Monday, 1 April 2013

Beinn Udlaidh's West Gully

Soloing "West Gully" (III*), Beinn Udlaidh

If you'd had told me a few months back that I would climb my first ever route on Beinn Udlaidh on the last day of March I would have been sceptical to say the least.

I entered this winter with my usual reservations firmly in place about soloing ice..I was going to stick to buttresses, ridges and perhaps one or two gullies that inspired me. But this has been a winter of firsts, and with an opportunistic attitude I have reaped the rewards of an outstanding season in ways I didn't expect.



A heavily banked out Beinn Udlaidh
 
Soloing and enjoying numerous grade III gullies in the past month (classic and obscure) has made me carefully reconsider my attitude towards ice.
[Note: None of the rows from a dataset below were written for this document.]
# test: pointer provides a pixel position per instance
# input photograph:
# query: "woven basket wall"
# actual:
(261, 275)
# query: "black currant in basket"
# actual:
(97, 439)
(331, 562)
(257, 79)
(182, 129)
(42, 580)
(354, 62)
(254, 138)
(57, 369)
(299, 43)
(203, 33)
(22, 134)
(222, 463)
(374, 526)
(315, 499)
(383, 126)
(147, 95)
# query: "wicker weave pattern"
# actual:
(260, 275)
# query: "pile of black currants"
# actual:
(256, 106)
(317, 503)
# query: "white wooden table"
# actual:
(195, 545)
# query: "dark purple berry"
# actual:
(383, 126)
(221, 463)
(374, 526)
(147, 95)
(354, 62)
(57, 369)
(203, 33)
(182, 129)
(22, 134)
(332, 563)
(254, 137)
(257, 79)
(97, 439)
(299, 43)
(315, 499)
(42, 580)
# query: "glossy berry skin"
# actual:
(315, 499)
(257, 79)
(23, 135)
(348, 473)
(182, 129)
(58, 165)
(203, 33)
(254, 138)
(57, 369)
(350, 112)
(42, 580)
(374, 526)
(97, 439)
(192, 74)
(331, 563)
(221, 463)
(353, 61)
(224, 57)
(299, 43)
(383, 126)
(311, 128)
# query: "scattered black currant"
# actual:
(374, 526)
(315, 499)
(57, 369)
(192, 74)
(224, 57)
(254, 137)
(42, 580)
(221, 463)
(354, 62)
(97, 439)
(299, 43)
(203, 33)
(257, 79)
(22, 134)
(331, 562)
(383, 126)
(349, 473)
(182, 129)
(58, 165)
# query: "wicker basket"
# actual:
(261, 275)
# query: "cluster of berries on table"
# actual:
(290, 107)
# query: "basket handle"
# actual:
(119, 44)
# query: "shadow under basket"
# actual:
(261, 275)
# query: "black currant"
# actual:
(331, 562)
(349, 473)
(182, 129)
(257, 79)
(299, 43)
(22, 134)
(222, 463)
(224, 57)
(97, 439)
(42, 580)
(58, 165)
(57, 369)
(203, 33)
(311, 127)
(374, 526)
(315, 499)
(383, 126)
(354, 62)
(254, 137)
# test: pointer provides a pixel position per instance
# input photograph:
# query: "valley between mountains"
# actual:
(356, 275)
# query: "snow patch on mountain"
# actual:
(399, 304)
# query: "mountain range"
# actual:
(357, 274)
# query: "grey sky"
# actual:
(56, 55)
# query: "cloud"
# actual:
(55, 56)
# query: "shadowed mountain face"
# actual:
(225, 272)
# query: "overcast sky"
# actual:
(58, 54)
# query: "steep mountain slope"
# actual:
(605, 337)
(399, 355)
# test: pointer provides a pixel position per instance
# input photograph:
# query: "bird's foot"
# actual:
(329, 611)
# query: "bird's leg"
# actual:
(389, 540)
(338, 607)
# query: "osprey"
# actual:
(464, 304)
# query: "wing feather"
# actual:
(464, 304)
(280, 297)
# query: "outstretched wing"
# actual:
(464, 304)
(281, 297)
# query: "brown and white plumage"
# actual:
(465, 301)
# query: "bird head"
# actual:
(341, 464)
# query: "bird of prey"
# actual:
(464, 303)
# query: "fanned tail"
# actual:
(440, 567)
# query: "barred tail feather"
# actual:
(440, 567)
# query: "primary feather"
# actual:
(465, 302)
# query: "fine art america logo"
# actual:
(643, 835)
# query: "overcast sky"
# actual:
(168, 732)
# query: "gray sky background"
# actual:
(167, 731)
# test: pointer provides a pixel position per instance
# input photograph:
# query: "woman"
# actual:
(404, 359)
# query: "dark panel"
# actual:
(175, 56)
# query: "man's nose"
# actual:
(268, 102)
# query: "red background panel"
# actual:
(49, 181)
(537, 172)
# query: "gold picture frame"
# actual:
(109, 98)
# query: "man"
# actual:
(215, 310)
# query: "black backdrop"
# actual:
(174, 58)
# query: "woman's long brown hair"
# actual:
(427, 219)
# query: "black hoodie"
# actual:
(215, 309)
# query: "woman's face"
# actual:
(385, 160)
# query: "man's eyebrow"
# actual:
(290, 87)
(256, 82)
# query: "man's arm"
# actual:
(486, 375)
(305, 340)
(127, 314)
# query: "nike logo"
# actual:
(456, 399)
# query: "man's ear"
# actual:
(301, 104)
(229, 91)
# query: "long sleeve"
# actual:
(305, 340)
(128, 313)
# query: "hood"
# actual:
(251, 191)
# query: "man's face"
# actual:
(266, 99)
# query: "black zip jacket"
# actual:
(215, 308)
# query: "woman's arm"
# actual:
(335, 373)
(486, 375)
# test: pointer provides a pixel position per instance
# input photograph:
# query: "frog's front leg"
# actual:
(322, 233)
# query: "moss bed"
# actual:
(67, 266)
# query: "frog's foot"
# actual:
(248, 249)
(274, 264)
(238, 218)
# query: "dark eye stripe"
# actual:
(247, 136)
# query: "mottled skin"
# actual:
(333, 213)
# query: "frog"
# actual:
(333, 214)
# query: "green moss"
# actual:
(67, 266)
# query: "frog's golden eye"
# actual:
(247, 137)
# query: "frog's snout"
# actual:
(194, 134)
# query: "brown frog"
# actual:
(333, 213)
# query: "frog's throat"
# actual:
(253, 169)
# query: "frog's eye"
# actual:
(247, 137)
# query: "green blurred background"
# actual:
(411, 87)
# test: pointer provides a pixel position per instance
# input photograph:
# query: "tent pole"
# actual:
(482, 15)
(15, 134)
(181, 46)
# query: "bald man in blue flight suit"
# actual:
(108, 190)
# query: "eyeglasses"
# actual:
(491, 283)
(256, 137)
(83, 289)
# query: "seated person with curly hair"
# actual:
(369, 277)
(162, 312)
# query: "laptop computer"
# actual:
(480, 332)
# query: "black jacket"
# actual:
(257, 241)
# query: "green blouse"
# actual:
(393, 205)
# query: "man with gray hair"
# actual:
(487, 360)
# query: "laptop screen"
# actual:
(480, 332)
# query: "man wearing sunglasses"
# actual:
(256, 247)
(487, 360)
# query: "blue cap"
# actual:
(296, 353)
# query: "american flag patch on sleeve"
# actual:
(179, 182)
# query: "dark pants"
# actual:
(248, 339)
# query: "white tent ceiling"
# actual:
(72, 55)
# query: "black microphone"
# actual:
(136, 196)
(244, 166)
In a winter this good, avoiding ice routes would be to miss out on bearing the fruits of such a perfect combination of conditions.


Beinn Udlaidh is somewhere I'd always rejected as somewhere I'd go soloing. Scotland's most well-known low-level ice climbing crag…a place of great quality after heavy snow-fall and sustained cold, but not somewhere I'd have felt confident climbing un-roped until very recently.
 

 The icy world of Beinn Udlaidh

 "Organ Pipe Wall"

And it had never really occurred to me that I would climb my first ever route here this late in the season…in fat and good conditions, confidently and enjoyably, before an Easter Sunday Clachaig morning shift. I had no idea this would be the next twist-in-the-plot of my winter until a few hours before I was greeted by the famous pigs that guard the track into Beinn Udlaidh's Coire Daimh.

 Looking up West Gully

 
 On the crux

How bizarre it felt to be standing underneath such extensive ice after such a short walk from the car, at such low altitude, when spring had already been well-established for weeks already this time last year. Getting sunburnt on the dry rock of the Northern Cuillin last March felt a life-time ago.

West Gully was in great condition - first-time axe placements and an enjoyable course through the icy world of Beinn Udlaidh. The atmosphere here felt very different to that of the higher mountains, cosy almost, the stresses and concerns of snow conditions and hazards still present, but without the fully "Alpine" feel of many of my days climbing recently.


Extensive ice near the top of West Gully
 
By 9am I was back in the glen having a chat with the Orchy Farm pigs.
What next in this season which doesn't want to end?

James

1 comment:

  1. What a winter. I was fortunate to get a little taste of it. You are fortunate indeed. Well done on making the most of it.